The problem is: I don't want the wavy line to be compressed when the source and target are very close?

Thanks

luggage
01-02-2006, 09:14 AM
Draw the wavy line your self. Just a sin-wave would do it.

Might take some fiddling - I don't know if you can rotate graphics or not or draw additive images. But doing a particle affect which just moves using a sine wave down the beam would look nice. More particles you add the nicer it would look, if you can draw additive images you could vary the speed at which they move.

Sean Doherty
01-02-2006, 09:27 AM
I'm thinking that a sin wave would be a little slow (plotting pixel by piexel to the screen) and probably wouldn't look very good (no aliasing). Your idea to make the wav move up the beam is a good on.:)

luggage
01-02-2006, 09:30 AM
Draw the wavy part of the beam as particles. Like a little glow and just move them along in a sine wave is what I meant, sorry.

Sean Doherty
01-02-2006, 09:34 AM
Draw the wavy part of the beam as particles. Like a little glow and just move them along in a sine wave is what I meant, sorry.

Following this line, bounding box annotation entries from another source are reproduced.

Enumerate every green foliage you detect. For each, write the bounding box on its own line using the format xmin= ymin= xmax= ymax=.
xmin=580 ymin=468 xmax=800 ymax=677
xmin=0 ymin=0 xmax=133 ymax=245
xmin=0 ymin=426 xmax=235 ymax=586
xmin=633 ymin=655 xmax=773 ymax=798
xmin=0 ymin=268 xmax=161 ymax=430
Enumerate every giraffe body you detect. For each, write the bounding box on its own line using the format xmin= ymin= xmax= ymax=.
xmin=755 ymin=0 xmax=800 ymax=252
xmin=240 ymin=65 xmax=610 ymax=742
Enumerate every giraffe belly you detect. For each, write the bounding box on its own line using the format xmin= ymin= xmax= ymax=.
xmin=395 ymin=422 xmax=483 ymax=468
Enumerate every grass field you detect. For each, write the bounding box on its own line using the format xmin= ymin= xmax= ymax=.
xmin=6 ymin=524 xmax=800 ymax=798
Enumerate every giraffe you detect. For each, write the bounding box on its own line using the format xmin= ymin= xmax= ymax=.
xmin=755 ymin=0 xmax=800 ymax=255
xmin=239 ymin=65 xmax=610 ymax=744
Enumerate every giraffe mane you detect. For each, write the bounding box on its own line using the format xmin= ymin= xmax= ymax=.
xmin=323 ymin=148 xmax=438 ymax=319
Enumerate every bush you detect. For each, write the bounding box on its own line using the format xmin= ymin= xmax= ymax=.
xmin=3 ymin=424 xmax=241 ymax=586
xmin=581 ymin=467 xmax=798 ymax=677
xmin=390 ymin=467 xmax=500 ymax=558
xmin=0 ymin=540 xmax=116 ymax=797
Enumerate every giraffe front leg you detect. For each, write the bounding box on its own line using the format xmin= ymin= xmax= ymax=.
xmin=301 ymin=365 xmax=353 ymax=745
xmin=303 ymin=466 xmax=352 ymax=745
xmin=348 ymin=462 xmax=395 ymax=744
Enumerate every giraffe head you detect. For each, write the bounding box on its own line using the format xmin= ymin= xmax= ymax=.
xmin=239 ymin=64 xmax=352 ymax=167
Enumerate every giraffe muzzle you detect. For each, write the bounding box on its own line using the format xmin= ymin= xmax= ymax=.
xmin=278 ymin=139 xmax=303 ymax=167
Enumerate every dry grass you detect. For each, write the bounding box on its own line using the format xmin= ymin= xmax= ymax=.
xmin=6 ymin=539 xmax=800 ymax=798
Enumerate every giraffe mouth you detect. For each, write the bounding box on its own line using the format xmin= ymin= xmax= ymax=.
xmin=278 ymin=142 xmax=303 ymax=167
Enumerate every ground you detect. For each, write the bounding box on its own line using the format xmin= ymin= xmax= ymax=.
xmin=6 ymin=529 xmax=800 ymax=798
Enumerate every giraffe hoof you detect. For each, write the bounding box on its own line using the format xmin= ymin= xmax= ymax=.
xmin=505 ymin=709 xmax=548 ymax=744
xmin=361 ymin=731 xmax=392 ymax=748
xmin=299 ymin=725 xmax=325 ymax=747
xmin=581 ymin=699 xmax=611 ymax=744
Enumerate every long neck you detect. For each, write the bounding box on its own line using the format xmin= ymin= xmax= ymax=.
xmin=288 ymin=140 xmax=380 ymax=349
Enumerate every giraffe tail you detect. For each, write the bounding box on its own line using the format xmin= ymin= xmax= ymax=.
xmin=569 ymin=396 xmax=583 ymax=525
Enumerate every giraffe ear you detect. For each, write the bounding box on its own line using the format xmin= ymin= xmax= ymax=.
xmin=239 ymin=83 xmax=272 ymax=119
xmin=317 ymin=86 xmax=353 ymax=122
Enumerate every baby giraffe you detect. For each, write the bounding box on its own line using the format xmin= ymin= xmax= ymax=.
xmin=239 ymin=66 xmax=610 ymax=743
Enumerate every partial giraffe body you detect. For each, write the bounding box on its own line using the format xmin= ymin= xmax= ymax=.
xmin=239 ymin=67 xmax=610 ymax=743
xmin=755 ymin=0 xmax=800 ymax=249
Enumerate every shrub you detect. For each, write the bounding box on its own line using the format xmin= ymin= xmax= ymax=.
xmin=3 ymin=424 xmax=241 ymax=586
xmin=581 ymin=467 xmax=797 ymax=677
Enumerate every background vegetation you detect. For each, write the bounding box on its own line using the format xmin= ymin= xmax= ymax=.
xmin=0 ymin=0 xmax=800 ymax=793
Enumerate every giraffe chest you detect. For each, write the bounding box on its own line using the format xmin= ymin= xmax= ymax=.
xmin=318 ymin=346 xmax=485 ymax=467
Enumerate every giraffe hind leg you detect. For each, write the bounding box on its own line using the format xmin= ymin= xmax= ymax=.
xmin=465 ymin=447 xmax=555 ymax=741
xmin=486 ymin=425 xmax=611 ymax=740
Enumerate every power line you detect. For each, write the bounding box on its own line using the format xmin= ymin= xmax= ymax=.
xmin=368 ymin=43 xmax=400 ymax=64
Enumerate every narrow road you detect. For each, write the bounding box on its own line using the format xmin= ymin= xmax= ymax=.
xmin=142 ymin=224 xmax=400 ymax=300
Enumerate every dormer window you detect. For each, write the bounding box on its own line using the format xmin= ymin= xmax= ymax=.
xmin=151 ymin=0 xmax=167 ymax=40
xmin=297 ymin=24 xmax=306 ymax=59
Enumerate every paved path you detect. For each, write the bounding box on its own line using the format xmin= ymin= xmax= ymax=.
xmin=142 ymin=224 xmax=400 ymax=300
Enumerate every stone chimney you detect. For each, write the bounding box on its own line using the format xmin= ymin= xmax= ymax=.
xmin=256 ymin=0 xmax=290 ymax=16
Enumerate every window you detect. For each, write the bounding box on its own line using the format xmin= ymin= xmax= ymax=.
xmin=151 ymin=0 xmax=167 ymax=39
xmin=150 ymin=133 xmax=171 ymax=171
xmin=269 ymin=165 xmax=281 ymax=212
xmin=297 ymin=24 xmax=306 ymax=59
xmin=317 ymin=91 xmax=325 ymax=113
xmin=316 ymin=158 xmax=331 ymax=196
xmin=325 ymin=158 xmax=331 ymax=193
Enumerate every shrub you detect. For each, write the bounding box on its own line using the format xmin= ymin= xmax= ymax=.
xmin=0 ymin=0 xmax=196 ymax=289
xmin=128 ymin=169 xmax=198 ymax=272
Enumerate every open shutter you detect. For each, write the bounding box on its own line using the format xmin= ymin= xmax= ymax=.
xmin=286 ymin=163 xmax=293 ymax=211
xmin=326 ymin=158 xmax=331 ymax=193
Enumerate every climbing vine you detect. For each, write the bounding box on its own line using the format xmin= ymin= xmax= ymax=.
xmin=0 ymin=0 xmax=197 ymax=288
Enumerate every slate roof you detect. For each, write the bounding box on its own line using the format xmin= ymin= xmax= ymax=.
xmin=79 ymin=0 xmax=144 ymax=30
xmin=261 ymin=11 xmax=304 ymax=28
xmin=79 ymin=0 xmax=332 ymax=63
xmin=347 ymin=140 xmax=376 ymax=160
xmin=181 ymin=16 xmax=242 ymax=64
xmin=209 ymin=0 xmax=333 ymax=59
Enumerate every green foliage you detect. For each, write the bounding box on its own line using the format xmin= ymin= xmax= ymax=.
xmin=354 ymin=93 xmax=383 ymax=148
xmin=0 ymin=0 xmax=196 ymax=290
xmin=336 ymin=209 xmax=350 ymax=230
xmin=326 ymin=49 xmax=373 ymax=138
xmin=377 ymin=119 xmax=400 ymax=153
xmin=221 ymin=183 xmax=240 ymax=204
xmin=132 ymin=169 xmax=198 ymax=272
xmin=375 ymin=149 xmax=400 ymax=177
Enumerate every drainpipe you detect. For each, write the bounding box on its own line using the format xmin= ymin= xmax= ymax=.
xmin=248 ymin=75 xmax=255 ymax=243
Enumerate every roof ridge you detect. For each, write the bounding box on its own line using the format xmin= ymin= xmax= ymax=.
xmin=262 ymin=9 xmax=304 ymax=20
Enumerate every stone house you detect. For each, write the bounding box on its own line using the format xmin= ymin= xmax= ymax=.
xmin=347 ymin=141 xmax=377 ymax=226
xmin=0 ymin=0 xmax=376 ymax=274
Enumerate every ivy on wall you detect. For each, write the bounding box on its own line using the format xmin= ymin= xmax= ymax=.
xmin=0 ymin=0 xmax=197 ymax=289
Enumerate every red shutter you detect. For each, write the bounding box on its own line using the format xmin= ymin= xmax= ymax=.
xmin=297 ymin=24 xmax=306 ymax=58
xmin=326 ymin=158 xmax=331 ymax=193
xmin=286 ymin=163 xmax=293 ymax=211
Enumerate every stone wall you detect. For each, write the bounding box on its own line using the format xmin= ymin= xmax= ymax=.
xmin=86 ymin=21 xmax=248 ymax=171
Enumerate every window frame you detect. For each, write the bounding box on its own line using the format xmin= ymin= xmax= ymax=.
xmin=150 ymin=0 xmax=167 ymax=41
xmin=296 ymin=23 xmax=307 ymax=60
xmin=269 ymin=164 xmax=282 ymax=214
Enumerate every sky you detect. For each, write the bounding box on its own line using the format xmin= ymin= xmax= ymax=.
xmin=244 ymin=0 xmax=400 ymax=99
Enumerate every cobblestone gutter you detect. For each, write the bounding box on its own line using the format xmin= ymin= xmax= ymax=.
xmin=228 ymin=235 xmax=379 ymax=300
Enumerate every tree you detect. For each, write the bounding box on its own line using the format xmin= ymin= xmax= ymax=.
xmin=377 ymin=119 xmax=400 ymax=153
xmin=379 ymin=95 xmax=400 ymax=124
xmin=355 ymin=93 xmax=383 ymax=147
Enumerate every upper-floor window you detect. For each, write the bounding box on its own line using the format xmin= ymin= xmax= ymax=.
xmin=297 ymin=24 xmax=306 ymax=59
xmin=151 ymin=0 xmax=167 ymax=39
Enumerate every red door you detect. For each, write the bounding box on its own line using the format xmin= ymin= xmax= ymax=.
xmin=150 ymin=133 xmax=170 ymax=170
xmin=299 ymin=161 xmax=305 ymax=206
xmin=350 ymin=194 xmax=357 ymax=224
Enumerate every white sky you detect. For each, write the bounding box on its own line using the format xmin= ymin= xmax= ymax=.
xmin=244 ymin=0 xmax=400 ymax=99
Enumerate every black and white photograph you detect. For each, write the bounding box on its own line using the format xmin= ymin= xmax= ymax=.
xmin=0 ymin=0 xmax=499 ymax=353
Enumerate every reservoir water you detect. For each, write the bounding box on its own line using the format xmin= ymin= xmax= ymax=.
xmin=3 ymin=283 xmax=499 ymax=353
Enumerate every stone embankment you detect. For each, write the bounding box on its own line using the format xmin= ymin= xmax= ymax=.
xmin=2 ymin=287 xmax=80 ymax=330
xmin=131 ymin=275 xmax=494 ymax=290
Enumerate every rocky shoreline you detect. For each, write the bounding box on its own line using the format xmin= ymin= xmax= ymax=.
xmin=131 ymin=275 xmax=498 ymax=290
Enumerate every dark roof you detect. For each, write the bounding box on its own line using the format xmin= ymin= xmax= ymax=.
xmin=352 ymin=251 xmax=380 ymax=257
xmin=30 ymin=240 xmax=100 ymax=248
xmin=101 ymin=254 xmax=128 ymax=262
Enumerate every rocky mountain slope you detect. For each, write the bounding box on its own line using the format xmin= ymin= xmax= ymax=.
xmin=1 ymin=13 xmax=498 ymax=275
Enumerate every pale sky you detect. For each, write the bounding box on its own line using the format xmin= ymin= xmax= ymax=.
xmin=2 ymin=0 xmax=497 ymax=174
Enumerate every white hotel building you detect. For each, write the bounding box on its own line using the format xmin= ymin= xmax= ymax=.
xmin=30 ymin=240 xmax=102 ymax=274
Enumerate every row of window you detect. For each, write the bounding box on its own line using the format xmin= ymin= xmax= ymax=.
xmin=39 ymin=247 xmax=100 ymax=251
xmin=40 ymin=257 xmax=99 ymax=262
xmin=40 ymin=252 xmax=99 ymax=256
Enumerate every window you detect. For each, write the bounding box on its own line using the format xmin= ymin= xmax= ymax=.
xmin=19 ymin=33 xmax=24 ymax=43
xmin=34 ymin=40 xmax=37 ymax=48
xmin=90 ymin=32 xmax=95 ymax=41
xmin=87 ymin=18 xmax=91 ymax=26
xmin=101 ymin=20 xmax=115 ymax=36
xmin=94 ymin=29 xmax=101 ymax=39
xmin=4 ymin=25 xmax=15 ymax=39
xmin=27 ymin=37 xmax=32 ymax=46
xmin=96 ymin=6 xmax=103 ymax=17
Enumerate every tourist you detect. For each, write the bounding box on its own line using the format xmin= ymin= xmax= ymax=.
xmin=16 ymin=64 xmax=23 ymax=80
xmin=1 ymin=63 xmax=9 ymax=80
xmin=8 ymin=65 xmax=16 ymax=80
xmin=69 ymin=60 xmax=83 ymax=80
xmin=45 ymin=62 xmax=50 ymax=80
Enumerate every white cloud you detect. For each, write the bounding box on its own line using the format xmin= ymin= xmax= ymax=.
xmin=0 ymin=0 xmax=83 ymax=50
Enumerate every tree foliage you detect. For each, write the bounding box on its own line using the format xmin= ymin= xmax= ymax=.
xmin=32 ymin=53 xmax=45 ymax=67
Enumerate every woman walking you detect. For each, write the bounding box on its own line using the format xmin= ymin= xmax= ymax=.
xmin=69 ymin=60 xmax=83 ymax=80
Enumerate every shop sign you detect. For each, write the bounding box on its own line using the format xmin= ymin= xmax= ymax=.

That is a good idea. Why does the most complex and processor intensive solution always have to be the best?:cool:

PoV
01-02-2006, 09:56 AM
An alternate is to have a nice glowy sinewave texture. Then map it on to a simple set of 3 quads, two of them decrease their width, and the middle one takes advantage of texture wrapping for a consistent length. Then to do your pulsing effect, you simply move the texture coordinates up/down the texture.

http://www.toonormal.com/content/sineblaster.gif

techbear
01-02-2006, 10:40 AM
That's what I would do. If you can draw textured tris, and effect the UVs of said tris, then it's not too hard to do.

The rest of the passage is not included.